B. Numerous homeless encampments, many with dozens of people living in tents and other
make-shift shelters, are both a public health and public safety crisis affecting the homeless
individuals living in such encampments and all City residents.
C. In recent years, the public health crisis has included the spread of communicable and
dangerous disease caused by the contamination of our waterways and storm water systems, due
to the lack of basic sanitation.
D. The public safety crisis includes increases in retail and property theft, burglary, property
damage, and other drug-related crimes. In addition, these encampments have caused significant
damage to public and private property, including numerous and dangerous fires.
E. All of this has negatively impacted the livability, security, and economic vitality of the
city and of our neighborhoods. In some parts of the city, small businesses have been forced to
close because the city does not enforce its anti-camping ordinance.

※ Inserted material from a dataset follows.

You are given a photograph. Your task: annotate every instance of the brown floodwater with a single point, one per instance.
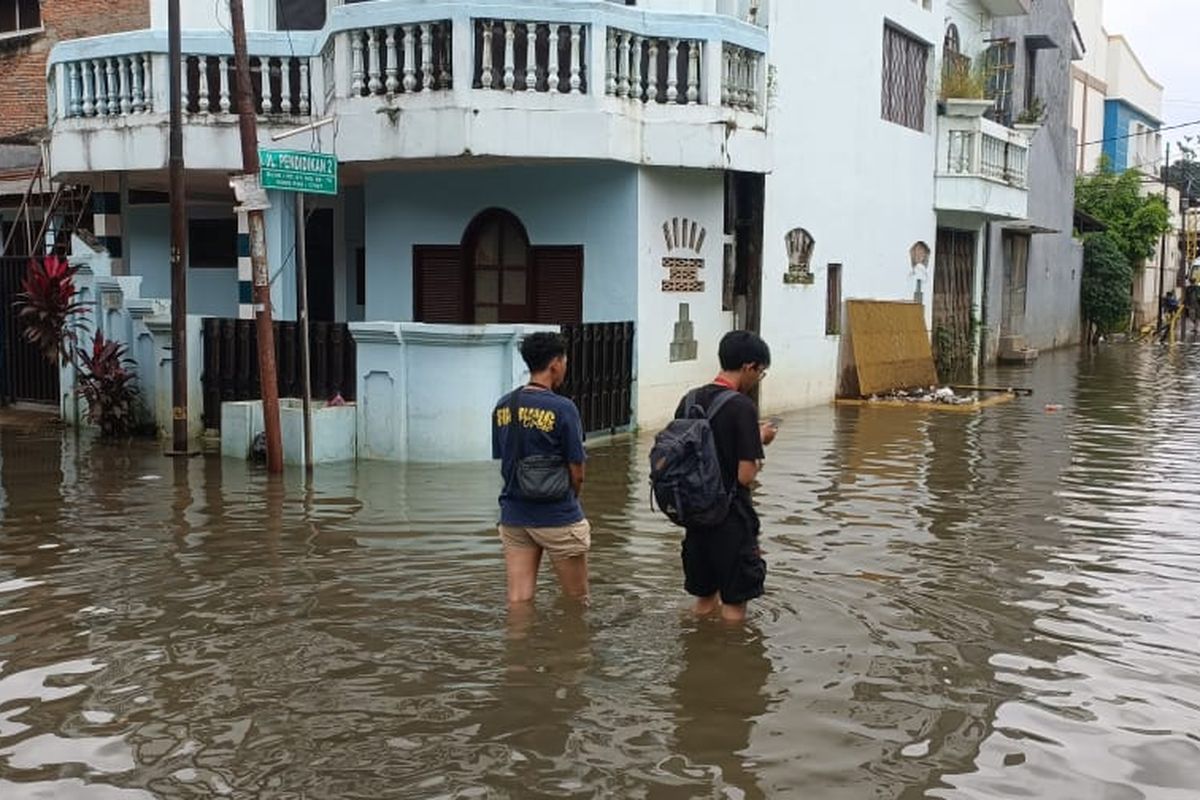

In other parts of the city,
citizens are unable to use public parks, community centers, and other public property. At times,
citizens have been warned to stay out of our rivers due to contamination. Garbage and hazardous
waste are piling up all over the City.
F. The City has spent tens of millions of dollars without any appreciable effect. Instead of
addressing the crisis as an emergent condition, the city has focused most of its efforts on long-
term costly and complicated housing solutions. At best, these long-term solutions are years
away. More importantly, the city has never explained why it has chosen NOT to enforce its own
laws that prohibit camping on public property.